Так или иначе, но спектакль «Соло для часов с боем» поразил театральную Москву, став нежданно-негаданно одним и, как говорили когда-то театральные администраторы, «гвоздей сезона».
А ведь словно бы все куда как просто. На старую сцену филиала Художественного театра, что на улице Москвина, вышло пятеро старых артистов – Ольга Андровская, Михаил Яншин, Алексей Грибов, Марк Прудкин, Виктор Станицын, а с ними двое молодых – Ирина Мирошниченко и Всеволод Абдулов и сыграли скромную, не отличающуюся громкими драматическими достоинствами пьесу.
А в зале происходит что-то необыкновенное, счастливые, старомодные слезы льются из глаз зрителей, и вызовам артистов нет конца. Когда я смотрел этот спектакль их было двадцать восемь! Двадцать восемь раз давали занавес.
Старые артисты говорили тихие слова.
Этот спектакль не просто явление искусства, он, видимо, явление и социально-психологическое. Театр отражает, должен отражать копящееся в зрителе желание прожить в замедлении день, проживаемый в нетерпении и ускорении. Этот спектакль никуда не спешит и ничего словно не навязывает, он заставляет слушать себя, как слушают эхо. А ведь эхо отражает ваши собственные слова. В теперешнем зрителе сильно желание восстановить в памяти ценности прошлого – прошлые моды, прошлые фильмы... Перед нами воскресает спектакль прошлого Художественного театра, и оказывается – это ценность. Пятеро, уже легендарной славой славных мастеров, разыгрывают перед нами квинтет сценического действия. Их диалог прост, как жизнь, они общаются между собой как люди, пятьдесят лет прожившие в одном доме, – такого общения мы давно не видели.

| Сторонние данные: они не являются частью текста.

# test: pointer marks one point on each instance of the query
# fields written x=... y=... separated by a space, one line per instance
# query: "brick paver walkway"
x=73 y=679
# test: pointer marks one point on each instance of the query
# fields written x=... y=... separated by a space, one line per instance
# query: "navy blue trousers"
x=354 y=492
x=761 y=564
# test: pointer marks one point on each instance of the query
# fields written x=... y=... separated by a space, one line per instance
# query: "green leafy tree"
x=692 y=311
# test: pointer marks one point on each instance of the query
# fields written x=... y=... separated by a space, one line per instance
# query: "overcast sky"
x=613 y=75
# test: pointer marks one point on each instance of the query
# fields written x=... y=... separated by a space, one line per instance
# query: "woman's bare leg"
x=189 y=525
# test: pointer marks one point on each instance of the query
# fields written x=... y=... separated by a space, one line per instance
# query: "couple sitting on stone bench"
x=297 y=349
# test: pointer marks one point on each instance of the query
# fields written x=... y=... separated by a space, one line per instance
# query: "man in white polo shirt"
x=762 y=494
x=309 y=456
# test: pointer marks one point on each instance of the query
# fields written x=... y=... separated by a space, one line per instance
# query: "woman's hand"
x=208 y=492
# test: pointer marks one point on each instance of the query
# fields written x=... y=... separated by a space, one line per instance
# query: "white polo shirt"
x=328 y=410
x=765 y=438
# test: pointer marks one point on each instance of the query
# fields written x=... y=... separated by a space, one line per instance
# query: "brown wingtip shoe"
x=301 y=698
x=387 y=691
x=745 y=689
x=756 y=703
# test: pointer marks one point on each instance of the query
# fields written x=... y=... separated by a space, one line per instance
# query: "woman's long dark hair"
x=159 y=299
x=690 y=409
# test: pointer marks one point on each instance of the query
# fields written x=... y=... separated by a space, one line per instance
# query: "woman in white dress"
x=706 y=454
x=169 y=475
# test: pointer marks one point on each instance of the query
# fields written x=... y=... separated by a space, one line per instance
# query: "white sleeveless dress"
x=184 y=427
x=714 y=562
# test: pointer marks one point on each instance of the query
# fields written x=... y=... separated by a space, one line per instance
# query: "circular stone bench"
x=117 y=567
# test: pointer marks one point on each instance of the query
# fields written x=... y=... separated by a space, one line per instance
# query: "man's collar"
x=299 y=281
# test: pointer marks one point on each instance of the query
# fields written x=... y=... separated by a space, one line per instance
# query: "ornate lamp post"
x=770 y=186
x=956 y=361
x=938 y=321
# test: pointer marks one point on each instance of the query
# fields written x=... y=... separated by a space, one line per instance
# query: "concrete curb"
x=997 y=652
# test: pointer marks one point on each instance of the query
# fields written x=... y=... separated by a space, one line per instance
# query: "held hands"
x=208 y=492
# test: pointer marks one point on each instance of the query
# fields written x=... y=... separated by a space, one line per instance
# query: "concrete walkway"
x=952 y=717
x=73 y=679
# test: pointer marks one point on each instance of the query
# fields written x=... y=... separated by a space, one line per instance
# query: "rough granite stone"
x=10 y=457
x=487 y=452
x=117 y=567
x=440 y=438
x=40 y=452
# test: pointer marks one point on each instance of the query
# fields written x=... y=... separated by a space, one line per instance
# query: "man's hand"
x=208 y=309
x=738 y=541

Спектакль учит тонкости человеческих отношений, деликатности и нежности чувств – в этом, если хотите, его гражданское звучание.
В «Неделе» дискуссия: «Воспитанный человек. Каков он?» Ну вот об этом-то и спектакль, об уважении к человеку, о порядочности.
Все они пенсионеры кроме двух молодых людей, разумеется, – но четверо живут в доме для престарелых, а пятый – Франтишек Абель (М.Яншин) – в собственном доме. Они люди в прошлом простых профессий. Часовщик Райнер (А.Грибов), посыльный Хмелик (М.Прудкин), Да и сам Абель в прошлом швейцар отеля. Еще полицейский Мич (В.Станицын) и все еще блистательная пани Конти (О.Андровская) – их хозяйка, их королева... Они как бы продолжают функции своих бывших профессий в общении друг с другом. Но профессии их – это только внешний знак душевной сути каждого из них. Посыльный Хмелик не просто несет чемодан пани Конти, но служит женщине, как бы слагает маленькую поэму в ее честь каждым движением.
А молодым Павелу (В.Абдулов) и Даше (И.Мирошниченко) кажется, что все это стариковские чудачества и, знаете, этакое, что изображают прикладыванием указательного пальца к виску. А между тем это маленькое общество стариков исполнено такой поэзии человеческих взаимоотношений, какую молодым еще наживать и наживать, И наживут ли? Кажется, в конце они что-то начинают понимать.
Режиссеры О.Ефремов и А.Васильев поставили эту пьесу словацкого драматурга Освальда Заграника с той неброской точностью, которая и обеспечила прежде всего наилучшие возможности для каждого исполнителя.
Это был последний спектакль, сыгранный вместе старыми актерами, прожившими более полувека на знаменитой сцене. Чтобы принять в нем участие Ольга Андровская на один день покинула больницу, из которой ей не суждено было вернуться. Ушла, несмотря на возражения врачей. Кто знает, может быть она хотела умереть на подмостках, где прошла жизнь...
Можно ли сыграть гений
Сценарий и фильм о Вере Федоровне Комиссаржевской
Зачем мы смотрим фильм о великой жизни?
По разным причинам. Хотим увидеть знакомую биографию. Неистребимая зрительская страсть – увидеть то, что уже знаешь. Хотим ощутить быт эпохи – нравы, костюмы, интонацию времени. Заманчиво пожить в прошлом, пусть иллюзорно – словно продлеваешь собственную жизнь. Хотим извлечь урок. Но это скорее подсознательно. И есть одно непременное, запрятанное в нас неотвратимое желание. Хотим понять, чем великий человек отличается от нас. Хотим увидеть отличие. Кто-то сказал: гений – это патология. Если в том смысле, что перед нами сверхконцентрация способностей и свойств, то есть Исключение, то, пожалуй, верно.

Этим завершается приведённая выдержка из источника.